With Risk Kit Data, we were able to find and process historical oil prices, foreign exchange rates and interest rates quickly and with only a minimum effort. The data was synchronized, missing dates were interpolated. Process models were selected and calibrated. Forecasts were simulated and included into the P&L calculation. Various statistics, analysis techniques and graphs were derived from the simulation of the P&L model and presented in a cockpit that featured interpretable and reportable results.

This reduces the time and cost necessary to get and analyse data. Over a user-friendly graphical interface, users can browse and aggregate statistics from different sources without the need to have a broad technical background.


1 To get more information about Risk Kit Data and the other products, refer to the www.wehrpohn.info website.

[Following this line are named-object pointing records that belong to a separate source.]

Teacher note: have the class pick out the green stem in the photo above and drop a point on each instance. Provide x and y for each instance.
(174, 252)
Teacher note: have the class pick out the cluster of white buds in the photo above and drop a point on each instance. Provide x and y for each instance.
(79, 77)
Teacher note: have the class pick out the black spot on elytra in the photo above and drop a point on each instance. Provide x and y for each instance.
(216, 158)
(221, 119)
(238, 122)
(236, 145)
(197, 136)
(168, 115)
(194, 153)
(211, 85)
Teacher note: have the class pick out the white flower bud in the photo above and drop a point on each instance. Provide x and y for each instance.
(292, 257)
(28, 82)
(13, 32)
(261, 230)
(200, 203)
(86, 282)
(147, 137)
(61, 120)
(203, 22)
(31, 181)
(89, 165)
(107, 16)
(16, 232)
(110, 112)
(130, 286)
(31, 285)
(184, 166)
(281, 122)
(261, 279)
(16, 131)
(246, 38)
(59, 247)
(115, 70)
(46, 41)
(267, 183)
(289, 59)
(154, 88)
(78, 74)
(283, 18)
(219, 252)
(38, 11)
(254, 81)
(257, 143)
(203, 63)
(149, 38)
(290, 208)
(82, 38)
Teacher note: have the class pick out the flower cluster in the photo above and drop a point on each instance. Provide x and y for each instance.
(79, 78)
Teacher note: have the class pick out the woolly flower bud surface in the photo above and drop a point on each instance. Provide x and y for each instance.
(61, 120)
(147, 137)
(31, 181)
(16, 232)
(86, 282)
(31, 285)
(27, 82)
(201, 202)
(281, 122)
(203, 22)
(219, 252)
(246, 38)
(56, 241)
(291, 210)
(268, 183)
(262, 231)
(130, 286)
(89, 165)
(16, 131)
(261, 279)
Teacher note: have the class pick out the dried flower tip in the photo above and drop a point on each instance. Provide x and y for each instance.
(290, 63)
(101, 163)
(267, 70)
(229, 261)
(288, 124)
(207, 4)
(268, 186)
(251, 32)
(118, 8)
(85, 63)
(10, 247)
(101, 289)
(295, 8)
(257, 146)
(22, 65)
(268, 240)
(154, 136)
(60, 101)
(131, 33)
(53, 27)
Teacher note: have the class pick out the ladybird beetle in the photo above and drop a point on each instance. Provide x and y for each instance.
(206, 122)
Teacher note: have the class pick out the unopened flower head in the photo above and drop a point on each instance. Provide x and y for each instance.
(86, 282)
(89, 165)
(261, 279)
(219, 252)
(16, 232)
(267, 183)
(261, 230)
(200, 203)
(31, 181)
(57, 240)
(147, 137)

2 See here for details on ICE rates.

3 Note that the sharp drop in oil prices in April 2020 due to a sudden worldwide lockdown at the beginning of the COVID-19 pandemic is outside the range of the forecast. We tolerate this deviation of the model because the price behaviour in April / May 2020 is due to an exogenous shock and since we are as oil-buyers particularly interested in procurement risk.

4 For longer-term forecasts the strength of the mean-reversion or the property entirely would have to be reconsidered.

5 For a detailed discussion and explanation of running a simulation and creating a result cockpit see Wehrspohn/Zhilyakov, Monte-Carlo Simulation with Risk Kit, 2021, p. 27ff.

6 You can find a detailed description of the graphs in cells in Wehrspohn/Zhilyakov, Monte-Carlo Simulation with Risk Kit, 2021, S. 29ff. Note that a cell can have markers as an input and output cell at the same time, so that the distributions in input cells can also be plotted with the 'PlotInCell' function.